I had so many people tell me that I needed to forgive him and move on. They believed that he should’ve been given the benefit of the doubt and that regardless of what he had done, I should be the bigger person and give him grace. I can’t even explain how much that angered me.
I felt like they had no right to tell me what I should do considering they weren’t in the relationship. They weren’t there when I was crying myself to sleep. They weren’t there when he was calling me a bitch, when he was calling me a man, when he was saying that he would never read my book because it wasn’t of “literary merit” They weren’t there when he was cheating on me behind my back. And they weren’t there when he stalked me for months. But they had the audacity to tell me that I needed to give him “grace”
I didn’t forgive him because other people told me to. I did it because I was tired of hurting myself.
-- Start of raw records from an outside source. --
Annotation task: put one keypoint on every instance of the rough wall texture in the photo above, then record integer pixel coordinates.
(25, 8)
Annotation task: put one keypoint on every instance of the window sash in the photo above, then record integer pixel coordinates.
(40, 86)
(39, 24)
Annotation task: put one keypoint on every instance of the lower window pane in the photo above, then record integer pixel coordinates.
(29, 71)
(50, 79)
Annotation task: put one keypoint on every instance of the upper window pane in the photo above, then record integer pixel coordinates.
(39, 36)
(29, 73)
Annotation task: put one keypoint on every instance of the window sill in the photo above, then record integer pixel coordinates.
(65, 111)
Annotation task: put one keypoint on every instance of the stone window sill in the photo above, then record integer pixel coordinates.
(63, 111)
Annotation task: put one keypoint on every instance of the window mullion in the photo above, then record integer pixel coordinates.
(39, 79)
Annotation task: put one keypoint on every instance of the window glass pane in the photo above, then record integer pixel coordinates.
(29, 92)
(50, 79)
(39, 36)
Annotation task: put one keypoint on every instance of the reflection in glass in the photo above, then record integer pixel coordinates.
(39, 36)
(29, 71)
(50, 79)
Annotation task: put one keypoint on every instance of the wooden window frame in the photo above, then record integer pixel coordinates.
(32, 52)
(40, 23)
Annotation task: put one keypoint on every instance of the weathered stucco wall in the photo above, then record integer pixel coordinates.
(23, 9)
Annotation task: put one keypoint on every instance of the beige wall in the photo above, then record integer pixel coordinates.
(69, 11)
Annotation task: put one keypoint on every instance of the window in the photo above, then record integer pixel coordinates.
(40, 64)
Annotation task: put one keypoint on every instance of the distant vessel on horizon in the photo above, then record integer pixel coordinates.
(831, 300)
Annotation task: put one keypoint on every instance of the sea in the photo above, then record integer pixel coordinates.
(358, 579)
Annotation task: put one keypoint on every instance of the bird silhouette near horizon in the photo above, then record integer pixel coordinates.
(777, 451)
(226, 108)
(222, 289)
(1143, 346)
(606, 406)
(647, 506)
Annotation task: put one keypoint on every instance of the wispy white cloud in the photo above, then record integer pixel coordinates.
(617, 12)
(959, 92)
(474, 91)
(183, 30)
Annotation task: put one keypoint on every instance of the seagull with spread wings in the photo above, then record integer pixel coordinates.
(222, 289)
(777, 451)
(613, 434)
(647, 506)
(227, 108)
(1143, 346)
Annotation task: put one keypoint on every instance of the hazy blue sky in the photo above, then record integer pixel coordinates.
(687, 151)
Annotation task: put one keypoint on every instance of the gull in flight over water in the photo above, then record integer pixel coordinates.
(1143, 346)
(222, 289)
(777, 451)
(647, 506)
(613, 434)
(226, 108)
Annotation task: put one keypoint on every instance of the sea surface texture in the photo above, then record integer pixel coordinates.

I spent so much time being angry with him that I started losing myself. It consumed me for so long that I missed out on so many opportunities and I almost ruined a relationship because of it.
Eventually I got so tired of feeling that way, that I finally found a way to let it go. The day I forgave him was the day I found freedom. And now I can talk about it without feeling any anger. It was just an experience that changed me, but it didn’t break me. And most days, I’m glad I went through the pain because if I didn’t, I wouldn’t be the person I am now. At the time it was hard and the journey to get to where I am was long, but it was worth it in the end.
As for my overall thoughts on this book, I really liked it. It’s one of those books you have to listen to multiple times because there’s so many life lessons that you can gain from it.